The theme of this week’s IBM’s Impact 2009 conference in Las Vegas has been working smarter through emerging and interconnected technologies. To highlight this, the company officially launched a new internal cloud deployment appliance that can roll out SOA and WebSphere apps in “private cloud,” which it dubbed CloudBurst.

But in the midst of this cloud computing buzz, company executives spent much of their time stressing the benefits of service-oriented processes and why companies must continue investing in the philosophy during the foundering economy.

“What is rising to the top now are projects with short payouts,” said Steve Mills, senior vice-president and group executive at IBM Software. “Two- or three-year ROI investment targets have scaled back to short, incremental ROI targets.”

The poster child for this new SOA philosophy might just be Standard Life Insurance, a company that has been on the SOA bandwagon for nearly a decade.

Russell Irwin, group technology strategy and assistance manager at the firm’s Scotland-based offices, estimated that the company has saved more than US$40 million in development costs since 2004 via reuse services. Irwin calculates the savings by putting monetary value on every instance of service reuse.

“It’s all about measuring everything,” he said, adding that it is the only way to ensure your company will have strong executive support.

“Your SOA story should strongly appeal to those interests and you should emphasize the commercial advantages every chance you get,” he said. That means that instead of embarking on a long-term project and trying to build “one service to rule them all,” IT managers should pick a specific service that will allow them to demonstrate benefits and recruit advocates quickly. It should also be a service that will be used with some degree of regularity, he added.

For the insurer’s IT staff, SOA allows the company to utilize its legacy databases by adding front-end functionality to these useful systems. For example, Standard Life’s pensions databases have a long shelf life, and using SOA to harness this data without scraping the whole system has saved the company bundles.

“You don’t want to service enable everything and hope to get value,” said Tom Rosamilia, general manager of application and integration middleware division at IBM’s software group. “It’s about paying as you go.
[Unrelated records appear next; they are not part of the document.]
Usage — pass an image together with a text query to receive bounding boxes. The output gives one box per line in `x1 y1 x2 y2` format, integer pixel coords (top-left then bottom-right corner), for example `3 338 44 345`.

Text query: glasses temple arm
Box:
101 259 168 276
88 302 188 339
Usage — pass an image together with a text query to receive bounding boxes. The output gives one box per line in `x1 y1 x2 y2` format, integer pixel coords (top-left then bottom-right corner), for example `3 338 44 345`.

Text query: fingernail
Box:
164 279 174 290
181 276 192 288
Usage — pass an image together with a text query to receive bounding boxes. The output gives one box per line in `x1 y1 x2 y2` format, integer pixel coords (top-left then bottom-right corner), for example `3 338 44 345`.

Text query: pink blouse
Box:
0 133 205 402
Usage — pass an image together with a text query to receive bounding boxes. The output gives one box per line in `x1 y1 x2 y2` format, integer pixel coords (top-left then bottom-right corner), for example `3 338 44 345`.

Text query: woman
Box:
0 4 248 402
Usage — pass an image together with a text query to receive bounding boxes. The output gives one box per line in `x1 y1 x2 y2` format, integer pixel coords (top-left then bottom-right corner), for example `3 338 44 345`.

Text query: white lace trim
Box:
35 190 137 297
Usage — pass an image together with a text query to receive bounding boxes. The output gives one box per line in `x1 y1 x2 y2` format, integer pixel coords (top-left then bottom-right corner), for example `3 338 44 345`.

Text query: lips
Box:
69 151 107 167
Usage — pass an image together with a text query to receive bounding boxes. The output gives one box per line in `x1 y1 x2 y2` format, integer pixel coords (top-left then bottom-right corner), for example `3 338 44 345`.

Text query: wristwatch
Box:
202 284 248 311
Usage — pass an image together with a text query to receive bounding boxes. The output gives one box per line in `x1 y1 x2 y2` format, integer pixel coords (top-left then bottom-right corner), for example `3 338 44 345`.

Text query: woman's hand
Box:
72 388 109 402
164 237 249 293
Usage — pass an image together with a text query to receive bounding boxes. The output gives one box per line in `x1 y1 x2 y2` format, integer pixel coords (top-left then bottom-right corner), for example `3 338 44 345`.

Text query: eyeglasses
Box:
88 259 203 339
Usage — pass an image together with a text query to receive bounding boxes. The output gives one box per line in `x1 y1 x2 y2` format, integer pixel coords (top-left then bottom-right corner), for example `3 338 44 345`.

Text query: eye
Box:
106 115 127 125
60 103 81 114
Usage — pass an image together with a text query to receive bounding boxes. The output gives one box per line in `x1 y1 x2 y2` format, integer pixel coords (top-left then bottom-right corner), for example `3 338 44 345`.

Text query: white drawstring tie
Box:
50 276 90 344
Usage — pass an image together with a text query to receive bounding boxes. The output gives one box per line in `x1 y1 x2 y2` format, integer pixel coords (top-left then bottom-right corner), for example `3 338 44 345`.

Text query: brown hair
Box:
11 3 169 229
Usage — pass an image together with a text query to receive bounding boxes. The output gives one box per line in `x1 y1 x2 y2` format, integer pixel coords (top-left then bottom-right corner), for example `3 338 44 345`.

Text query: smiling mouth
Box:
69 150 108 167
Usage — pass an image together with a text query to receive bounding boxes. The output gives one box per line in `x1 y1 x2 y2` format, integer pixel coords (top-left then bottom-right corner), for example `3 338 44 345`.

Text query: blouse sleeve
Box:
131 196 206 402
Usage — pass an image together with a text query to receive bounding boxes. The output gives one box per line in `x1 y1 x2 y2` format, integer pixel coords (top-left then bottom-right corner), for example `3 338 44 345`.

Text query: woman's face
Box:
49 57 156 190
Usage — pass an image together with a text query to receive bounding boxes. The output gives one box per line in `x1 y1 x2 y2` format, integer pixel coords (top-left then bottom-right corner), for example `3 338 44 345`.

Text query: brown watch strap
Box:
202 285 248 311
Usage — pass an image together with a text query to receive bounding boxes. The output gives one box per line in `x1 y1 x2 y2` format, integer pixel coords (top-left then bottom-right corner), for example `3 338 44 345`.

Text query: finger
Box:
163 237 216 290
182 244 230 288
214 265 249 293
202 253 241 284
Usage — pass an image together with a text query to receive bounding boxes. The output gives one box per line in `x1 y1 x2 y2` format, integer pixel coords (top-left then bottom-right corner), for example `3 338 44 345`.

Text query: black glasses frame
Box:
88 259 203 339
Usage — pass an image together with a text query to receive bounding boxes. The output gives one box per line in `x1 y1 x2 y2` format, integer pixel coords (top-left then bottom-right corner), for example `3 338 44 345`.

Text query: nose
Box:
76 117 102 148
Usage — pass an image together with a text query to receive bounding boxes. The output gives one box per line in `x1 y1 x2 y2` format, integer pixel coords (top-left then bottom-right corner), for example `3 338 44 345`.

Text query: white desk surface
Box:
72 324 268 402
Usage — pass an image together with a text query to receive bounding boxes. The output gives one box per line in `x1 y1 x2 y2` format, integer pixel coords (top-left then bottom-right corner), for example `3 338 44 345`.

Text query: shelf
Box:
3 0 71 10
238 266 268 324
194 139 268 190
“Russell started small with quick wins and quick returns, (using SOA) where he thought it could get value.”

According to Sandy Carter, vice-president of SOA, business process management and WebSphere with IBM, SOA customers grew 28 per cent year-over-year in 2008. The biggest difference in the numbers from previous years, she said, is “smaller projects and smaller companies” is the new order of the day.

Mills agreed, saying that SOA will continue to flourish as a way for companies to optimize their business processes.

“Nobody gets up with the idea that they want redundant IT assets,” he said. “You don’t want to acquire more IT for the sake of IT. You want to know how to run a business more effectively.”

Mills said there is no alternative to the SOA concept. “It doesn’t matter if the buzzword is SOA, business process integration or anything else. It all leads to the same place.”